Der israelische Regierungschef Benjamin Netanjahu rief sein Kabinett zu einer Dringlichkeitssitzung zusammen und er meinte gar, dass diese Entscheidung den Friedensprozess in der Region negativ beeinflussen könnte.

Guy Kemp gkemp@tageblatt.lu

Was den Ministerpräsidenten zu dieser Reaktion bewegte, war wohl weniger die Aussicht auf den Verlust so mancher finanzieller Zuwendung aus der EU-Kasse für israelische Unternehmen oder Investitionen in seinem Land.
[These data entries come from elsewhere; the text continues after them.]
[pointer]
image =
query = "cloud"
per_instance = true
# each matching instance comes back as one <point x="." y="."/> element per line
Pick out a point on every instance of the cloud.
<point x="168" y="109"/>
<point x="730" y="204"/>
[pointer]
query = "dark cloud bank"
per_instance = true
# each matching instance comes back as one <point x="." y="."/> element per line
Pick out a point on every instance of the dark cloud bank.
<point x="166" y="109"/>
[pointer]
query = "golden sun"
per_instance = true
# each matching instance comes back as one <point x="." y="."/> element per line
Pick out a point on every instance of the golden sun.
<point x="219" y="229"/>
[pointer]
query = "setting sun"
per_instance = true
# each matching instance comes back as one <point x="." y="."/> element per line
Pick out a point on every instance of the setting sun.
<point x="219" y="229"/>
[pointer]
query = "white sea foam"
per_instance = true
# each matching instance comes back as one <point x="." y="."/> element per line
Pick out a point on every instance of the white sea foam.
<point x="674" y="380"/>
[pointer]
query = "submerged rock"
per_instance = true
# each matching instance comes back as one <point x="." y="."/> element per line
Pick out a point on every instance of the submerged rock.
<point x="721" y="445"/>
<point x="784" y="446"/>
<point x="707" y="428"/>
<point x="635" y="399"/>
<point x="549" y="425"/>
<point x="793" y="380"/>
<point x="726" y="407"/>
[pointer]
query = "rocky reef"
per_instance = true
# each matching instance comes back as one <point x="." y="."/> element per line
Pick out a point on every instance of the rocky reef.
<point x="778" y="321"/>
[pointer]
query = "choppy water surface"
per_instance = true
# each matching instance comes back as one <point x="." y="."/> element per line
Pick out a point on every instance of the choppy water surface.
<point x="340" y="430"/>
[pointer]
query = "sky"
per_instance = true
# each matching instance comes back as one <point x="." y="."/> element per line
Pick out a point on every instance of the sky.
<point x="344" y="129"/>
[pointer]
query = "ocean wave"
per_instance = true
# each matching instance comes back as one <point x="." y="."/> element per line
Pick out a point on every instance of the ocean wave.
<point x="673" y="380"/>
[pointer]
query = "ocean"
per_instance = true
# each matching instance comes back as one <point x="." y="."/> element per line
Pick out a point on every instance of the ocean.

Nicht die wirtschaftliche, sondern die politische Komponente der Leitlinien hat Benjamin Netanjahu sicherlich aufgebracht. Doch dürfte dies den israelischen Ministerpräsidenten nicht unvorbereitet getroffen haben. Denn die EU-Kommission bezieht sich ausdrücklich auf einen Beschluss der EU-Außenminister vom Dezember vergangenen Jahres, in dem diese festgelegt haben, „dass in allen Abkommen zwischen dem Staat Israel und der Europäischen Union unmissverständlich und ausdrücklich zu erklären ist, dass sie nicht für die von Israel 1967 besetzten Gebiete gelten“. Die Brüsseler Behörde setzt damit lediglich einen einstimmigen Beschluss um, den die damals noch 27 EU-Staaten gefasst haben.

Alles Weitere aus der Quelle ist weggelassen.